The project transforms Rwanda’s rural communities and economy through climate information and historic data reconstruction.

A farmer in Nyanza, Rwanda winnowing beans. Francesco Fiondella/IRI.

The Rwanda Climate Services for Agriculture project has won the first Climate Smart Agriculture Project of the Year Award. The Aid & International Development Forum announced the news at its Africa Climate Smart Agriculture Summit in Nairobi earlier this week. The Rwanda project is led by IRI senior research scientist James Hansen, who oversees the Climate Services and Safety Nets Flagship Program of the CGIAR Research Program on Climate Change, Agriculture and Food Security (CCAFS). The United States Agency for International Development is funding the work.

Desire Kagabo, the Rwanda Climate Services for Agriculture Project Coordinator, accepts the 2018 Climate-Smart Agriculture Project of the Year Award in Nairobi. Photo supplied by AIDF.

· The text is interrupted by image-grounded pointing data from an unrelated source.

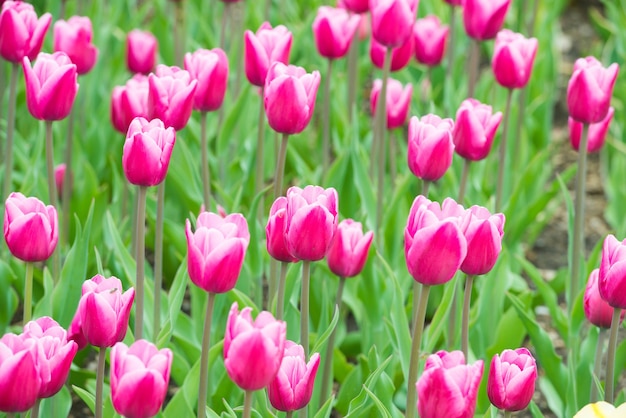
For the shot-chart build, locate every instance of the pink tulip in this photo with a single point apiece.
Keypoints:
(434, 244)
(74, 38)
(289, 97)
(596, 134)
(512, 377)
(139, 378)
(55, 353)
(590, 89)
(348, 252)
(215, 252)
(51, 86)
(253, 350)
(311, 221)
(170, 96)
(483, 19)
(141, 51)
(275, 232)
(612, 276)
(392, 20)
(398, 101)
(430, 146)
(103, 312)
(264, 48)
(430, 38)
(333, 31)
(147, 151)
(210, 70)
(21, 33)
(292, 387)
(447, 382)
(475, 129)
(31, 229)
(20, 381)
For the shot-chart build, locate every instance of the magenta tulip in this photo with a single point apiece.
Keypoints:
(447, 382)
(289, 97)
(51, 86)
(21, 32)
(31, 229)
(215, 252)
(262, 49)
(590, 89)
(292, 387)
(139, 378)
(253, 349)
(430, 146)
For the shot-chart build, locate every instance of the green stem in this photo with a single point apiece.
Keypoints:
(610, 357)
(327, 376)
(411, 402)
(139, 259)
(502, 160)
(204, 359)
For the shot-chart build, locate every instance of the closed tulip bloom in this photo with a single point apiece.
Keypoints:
(392, 20)
(170, 96)
(141, 51)
(348, 251)
(103, 312)
(74, 38)
(311, 221)
(447, 382)
(139, 378)
(55, 353)
(215, 251)
(612, 276)
(31, 229)
(590, 89)
(475, 129)
(596, 134)
(20, 381)
(262, 49)
(483, 19)
(147, 151)
(512, 377)
(21, 32)
(275, 232)
(51, 86)
(289, 97)
(292, 387)
(430, 146)
(210, 70)
(430, 38)
(398, 101)
(253, 349)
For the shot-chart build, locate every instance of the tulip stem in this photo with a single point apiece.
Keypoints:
(411, 402)
(204, 360)
(139, 259)
(100, 381)
(610, 356)
(579, 217)
(327, 376)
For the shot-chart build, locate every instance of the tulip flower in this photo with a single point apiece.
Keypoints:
(292, 387)
(448, 381)
(139, 378)
(21, 32)
(262, 49)
(74, 38)
(147, 151)
(141, 51)
(51, 86)
(590, 89)
(430, 146)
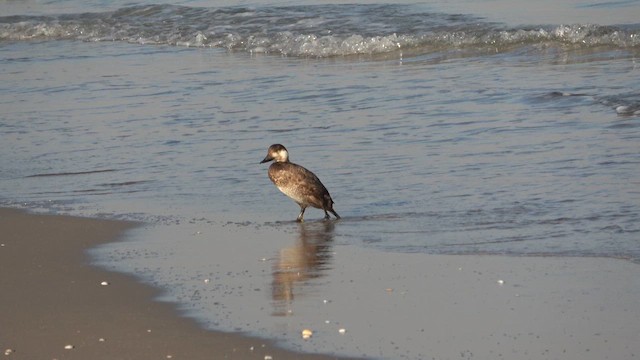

IRI has helped Meteo Rwanda, the country’s national weather service, produce one of the most advanced suites of online climate information tools and products for agricultural decision makers available in Sub-Saharan Africa. Through its Enhancing National Climate Services (ENACTS) initiative, IRI worked with  Meteo Rwanda to fill gaps in its historical climate records and create a high-resolution data set going back more than thirty years.

Now, the project team is working with other Rwandan partners to integrate the newly available climate products into the country’s national agricultural extension service, by training extension staff and volunteer farmers in a process known as Participatory Integrated Climate Services for Agriculture (PICSA). The trained personnel have so far led 75,000 farmers through the process of understanding local historical and forecast climate information and incorporating it into their farm and livelihood planning.

“Our collective work benefits from a particularly strong set of government and local and international partners and generous support from USAID at the level needed to strengthen Rwanda’s capacity to produce, deliver and use climate services,” says Hansen. “This investment of human and financial resources, and innovative solutions such as ENACTS and PICSA, have made it possible to make things that have previously only been demonstrated a pilot scale work for farmers on a national scale.”